Thursday, August 06, 2020
La nouvelle exposition des Archives Départementales de la Loire emmène les visiteurs aux débuts de l’aventure du chemin de  fer et leur fait appréhender les difficultés techniques et sociales qu’il a connues au cours de son histoire, les évolutions du trafic et des mentalités. Les acteurs ne sont pas oubliés, ceux qui par leur esprit novateur ont permis au département d'être le premier desservi par ce moyen de transport au service tant des industriels que des voyageurs, lesquels, malgré la terreur des premiers temps, ont pris goût aux trains "de loisirs".

 

La Loire a joué un rôle pionnier dans la genèse du chemin de fer.
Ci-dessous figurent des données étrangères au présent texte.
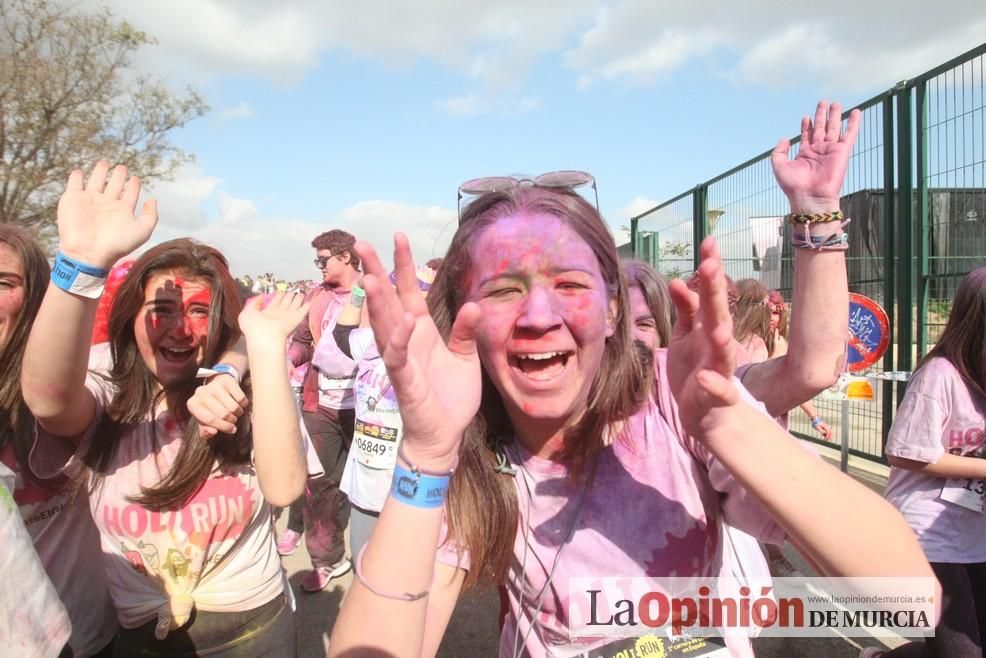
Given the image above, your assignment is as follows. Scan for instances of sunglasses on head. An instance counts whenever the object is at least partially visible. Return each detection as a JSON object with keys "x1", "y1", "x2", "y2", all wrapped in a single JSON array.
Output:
[{"x1": 457, "y1": 169, "x2": 599, "y2": 217}]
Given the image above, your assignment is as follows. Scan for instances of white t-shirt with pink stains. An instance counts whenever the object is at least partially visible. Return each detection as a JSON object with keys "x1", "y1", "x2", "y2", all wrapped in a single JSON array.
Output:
[
  {"x1": 886, "y1": 357, "x2": 986, "y2": 563},
  {"x1": 38, "y1": 351, "x2": 317, "y2": 628},
  {"x1": 7, "y1": 430, "x2": 117, "y2": 656},
  {"x1": 438, "y1": 350, "x2": 785, "y2": 658}
]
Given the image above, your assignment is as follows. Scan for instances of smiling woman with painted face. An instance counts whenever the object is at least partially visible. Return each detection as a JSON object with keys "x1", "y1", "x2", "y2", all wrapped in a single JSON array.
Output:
[
  {"x1": 22, "y1": 162, "x2": 306, "y2": 656},
  {"x1": 329, "y1": 103, "x2": 931, "y2": 656}
]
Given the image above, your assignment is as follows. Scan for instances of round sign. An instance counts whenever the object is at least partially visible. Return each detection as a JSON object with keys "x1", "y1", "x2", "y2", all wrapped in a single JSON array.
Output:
[{"x1": 849, "y1": 292, "x2": 890, "y2": 372}]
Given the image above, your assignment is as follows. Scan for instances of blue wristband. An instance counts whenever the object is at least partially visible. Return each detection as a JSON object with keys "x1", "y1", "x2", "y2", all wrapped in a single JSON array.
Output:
[
  {"x1": 51, "y1": 251, "x2": 110, "y2": 299},
  {"x1": 390, "y1": 463, "x2": 451, "y2": 509}
]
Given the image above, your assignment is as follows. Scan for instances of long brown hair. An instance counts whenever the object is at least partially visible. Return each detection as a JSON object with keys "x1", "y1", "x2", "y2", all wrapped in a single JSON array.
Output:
[
  {"x1": 918, "y1": 267, "x2": 986, "y2": 396},
  {"x1": 733, "y1": 279, "x2": 774, "y2": 354},
  {"x1": 0, "y1": 224, "x2": 51, "y2": 476},
  {"x1": 428, "y1": 186, "x2": 652, "y2": 588},
  {"x1": 84, "y1": 238, "x2": 250, "y2": 511}
]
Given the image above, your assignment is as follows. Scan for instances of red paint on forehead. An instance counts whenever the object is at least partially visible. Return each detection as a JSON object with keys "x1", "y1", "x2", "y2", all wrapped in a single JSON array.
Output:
[{"x1": 185, "y1": 285, "x2": 212, "y2": 306}]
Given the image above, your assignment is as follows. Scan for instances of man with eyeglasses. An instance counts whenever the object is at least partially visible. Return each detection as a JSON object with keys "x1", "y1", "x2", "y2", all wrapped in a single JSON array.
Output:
[{"x1": 277, "y1": 229, "x2": 360, "y2": 592}]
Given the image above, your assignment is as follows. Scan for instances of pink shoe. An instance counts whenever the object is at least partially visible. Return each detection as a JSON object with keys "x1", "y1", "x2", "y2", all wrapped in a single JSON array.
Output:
[
  {"x1": 277, "y1": 529, "x2": 301, "y2": 555},
  {"x1": 301, "y1": 558, "x2": 353, "y2": 593}
]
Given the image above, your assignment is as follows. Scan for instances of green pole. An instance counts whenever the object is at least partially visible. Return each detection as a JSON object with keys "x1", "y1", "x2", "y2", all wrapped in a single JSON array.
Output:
[
  {"x1": 914, "y1": 80, "x2": 930, "y2": 357},
  {"x1": 897, "y1": 83, "x2": 914, "y2": 405},
  {"x1": 692, "y1": 183, "x2": 709, "y2": 270},
  {"x1": 630, "y1": 217, "x2": 640, "y2": 258}
]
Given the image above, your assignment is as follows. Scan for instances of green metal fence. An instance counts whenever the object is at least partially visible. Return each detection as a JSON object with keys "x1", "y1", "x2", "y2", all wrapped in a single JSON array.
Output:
[{"x1": 631, "y1": 44, "x2": 986, "y2": 461}]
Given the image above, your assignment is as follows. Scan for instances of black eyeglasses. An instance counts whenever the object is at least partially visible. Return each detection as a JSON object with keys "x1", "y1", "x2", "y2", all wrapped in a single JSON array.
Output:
[
  {"x1": 312, "y1": 252, "x2": 342, "y2": 270},
  {"x1": 457, "y1": 169, "x2": 599, "y2": 217}
]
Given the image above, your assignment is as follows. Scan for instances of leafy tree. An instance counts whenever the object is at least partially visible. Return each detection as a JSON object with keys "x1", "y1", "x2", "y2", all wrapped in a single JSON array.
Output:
[{"x1": 0, "y1": 0, "x2": 209, "y2": 239}]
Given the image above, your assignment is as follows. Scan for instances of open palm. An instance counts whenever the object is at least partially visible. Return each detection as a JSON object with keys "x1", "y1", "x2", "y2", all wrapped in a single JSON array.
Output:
[
  {"x1": 355, "y1": 233, "x2": 482, "y2": 469},
  {"x1": 668, "y1": 238, "x2": 739, "y2": 438},
  {"x1": 770, "y1": 101, "x2": 861, "y2": 213},
  {"x1": 58, "y1": 161, "x2": 157, "y2": 268}
]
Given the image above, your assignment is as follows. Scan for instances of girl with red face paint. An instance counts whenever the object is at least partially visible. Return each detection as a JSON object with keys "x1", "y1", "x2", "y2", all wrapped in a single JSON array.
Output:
[
  {"x1": 329, "y1": 102, "x2": 931, "y2": 656},
  {"x1": 21, "y1": 162, "x2": 307, "y2": 656}
]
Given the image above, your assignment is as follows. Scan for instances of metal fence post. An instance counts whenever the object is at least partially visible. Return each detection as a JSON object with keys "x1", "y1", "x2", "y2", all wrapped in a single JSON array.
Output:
[
  {"x1": 895, "y1": 82, "x2": 914, "y2": 405},
  {"x1": 630, "y1": 217, "x2": 640, "y2": 259},
  {"x1": 692, "y1": 183, "x2": 709, "y2": 270},
  {"x1": 880, "y1": 91, "x2": 897, "y2": 446},
  {"x1": 914, "y1": 79, "x2": 930, "y2": 358}
]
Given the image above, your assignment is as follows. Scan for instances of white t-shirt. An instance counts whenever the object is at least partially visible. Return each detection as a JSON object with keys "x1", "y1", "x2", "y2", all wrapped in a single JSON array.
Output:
[
  {"x1": 437, "y1": 350, "x2": 786, "y2": 658},
  {"x1": 0, "y1": 463, "x2": 72, "y2": 658},
  {"x1": 886, "y1": 357, "x2": 986, "y2": 564},
  {"x1": 339, "y1": 328, "x2": 404, "y2": 512},
  {"x1": 36, "y1": 350, "x2": 317, "y2": 628}
]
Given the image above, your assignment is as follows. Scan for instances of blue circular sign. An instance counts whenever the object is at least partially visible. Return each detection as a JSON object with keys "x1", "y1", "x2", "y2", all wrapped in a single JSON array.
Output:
[{"x1": 849, "y1": 292, "x2": 890, "y2": 372}]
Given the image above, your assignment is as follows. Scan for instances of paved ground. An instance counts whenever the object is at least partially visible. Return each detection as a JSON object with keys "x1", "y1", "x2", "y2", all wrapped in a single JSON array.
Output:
[{"x1": 277, "y1": 447, "x2": 900, "y2": 658}]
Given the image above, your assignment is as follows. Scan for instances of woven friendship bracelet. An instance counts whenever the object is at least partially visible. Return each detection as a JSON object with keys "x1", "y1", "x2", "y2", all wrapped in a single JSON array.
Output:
[
  {"x1": 791, "y1": 231, "x2": 849, "y2": 251},
  {"x1": 791, "y1": 219, "x2": 852, "y2": 251},
  {"x1": 785, "y1": 210, "x2": 843, "y2": 224}
]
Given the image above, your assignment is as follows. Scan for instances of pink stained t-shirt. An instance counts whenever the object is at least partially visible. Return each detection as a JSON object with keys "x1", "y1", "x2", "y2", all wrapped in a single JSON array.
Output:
[
  {"x1": 885, "y1": 357, "x2": 986, "y2": 563},
  {"x1": 32, "y1": 346, "x2": 320, "y2": 628},
  {"x1": 0, "y1": 439, "x2": 117, "y2": 656},
  {"x1": 311, "y1": 290, "x2": 356, "y2": 409},
  {"x1": 437, "y1": 350, "x2": 785, "y2": 658}
]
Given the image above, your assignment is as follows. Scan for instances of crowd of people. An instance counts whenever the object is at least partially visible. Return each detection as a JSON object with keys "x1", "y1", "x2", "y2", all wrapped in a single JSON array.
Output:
[{"x1": 0, "y1": 102, "x2": 986, "y2": 656}]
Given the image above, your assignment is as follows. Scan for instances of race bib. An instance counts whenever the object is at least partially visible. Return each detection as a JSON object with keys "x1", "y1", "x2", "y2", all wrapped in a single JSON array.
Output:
[
  {"x1": 938, "y1": 480, "x2": 986, "y2": 514},
  {"x1": 318, "y1": 372, "x2": 354, "y2": 391},
  {"x1": 353, "y1": 418, "x2": 398, "y2": 469}
]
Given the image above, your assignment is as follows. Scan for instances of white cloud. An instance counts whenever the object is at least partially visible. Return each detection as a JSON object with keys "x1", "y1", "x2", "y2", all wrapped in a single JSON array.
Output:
[
  {"x1": 145, "y1": 167, "x2": 456, "y2": 280},
  {"x1": 84, "y1": 0, "x2": 986, "y2": 97},
  {"x1": 565, "y1": 0, "x2": 986, "y2": 90},
  {"x1": 144, "y1": 166, "x2": 222, "y2": 233},
  {"x1": 219, "y1": 101, "x2": 256, "y2": 121}
]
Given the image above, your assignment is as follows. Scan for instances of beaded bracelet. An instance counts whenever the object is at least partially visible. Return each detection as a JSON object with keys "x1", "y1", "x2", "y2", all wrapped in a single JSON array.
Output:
[
  {"x1": 356, "y1": 544, "x2": 435, "y2": 603},
  {"x1": 785, "y1": 210, "x2": 843, "y2": 224}
]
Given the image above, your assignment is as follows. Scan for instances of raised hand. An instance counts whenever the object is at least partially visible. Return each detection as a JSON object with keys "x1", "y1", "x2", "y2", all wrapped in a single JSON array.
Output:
[
  {"x1": 239, "y1": 292, "x2": 311, "y2": 351},
  {"x1": 188, "y1": 375, "x2": 250, "y2": 439},
  {"x1": 355, "y1": 233, "x2": 482, "y2": 470},
  {"x1": 58, "y1": 161, "x2": 157, "y2": 268},
  {"x1": 770, "y1": 101, "x2": 862, "y2": 213},
  {"x1": 668, "y1": 238, "x2": 739, "y2": 439}
]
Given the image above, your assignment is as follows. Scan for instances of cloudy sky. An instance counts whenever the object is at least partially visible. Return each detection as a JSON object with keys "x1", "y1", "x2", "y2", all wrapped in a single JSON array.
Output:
[{"x1": 81, "y1": 0, "x2": 986, "y2": 279}]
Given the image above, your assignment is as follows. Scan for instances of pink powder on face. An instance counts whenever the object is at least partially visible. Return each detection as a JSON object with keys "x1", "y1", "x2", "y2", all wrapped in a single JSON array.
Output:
[{"x1": 467, "y1": 214, "x2": 611, "y2": 440}]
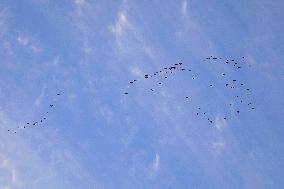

C'est ici en effet qu'ont été construites les deux premières voies ferrées de France. La plus célèbre, celle de Saint-Étienne à Andrézieux, fut ouverte en 1828 (ouverture officielle après un an d'exploitation) pour amener plus facilement le charbon à son point d’embarquement sur le fleuve Loire. La seconde, celle que Marc Seguin et ses frères construisirent peu après entre Saint-Étienne et Lyon, fut achevée en avril 1832. Elles furent rapidement complétées en 1834 par une troisième (entre Andrézieux et Roanne). Intégrées au réseau national, elles forment des tronçons de la « ligne du Bourbonnais » qui joignait Paris à Lyon par Nevers et Saint-Germain-des-Fossés. Sur cet axe principal, sont venus se greffer, dans les années 1860 et 1870, trois autres lignes importantes : de Roanne à Lyon par Tarare, de Saint-Étienne au Puy par Firminy et d’Andrézieux à Clermont-Ferrand par Montbrison et Boën. Enfin, ces lignes d’intérêt général sont complétés par des lignes d’intérêt local qui se concrétisent autour de deux lignes principales : au nord, entre Roanne et Boën, et au sud, entre Saint-Héand et Pélussin.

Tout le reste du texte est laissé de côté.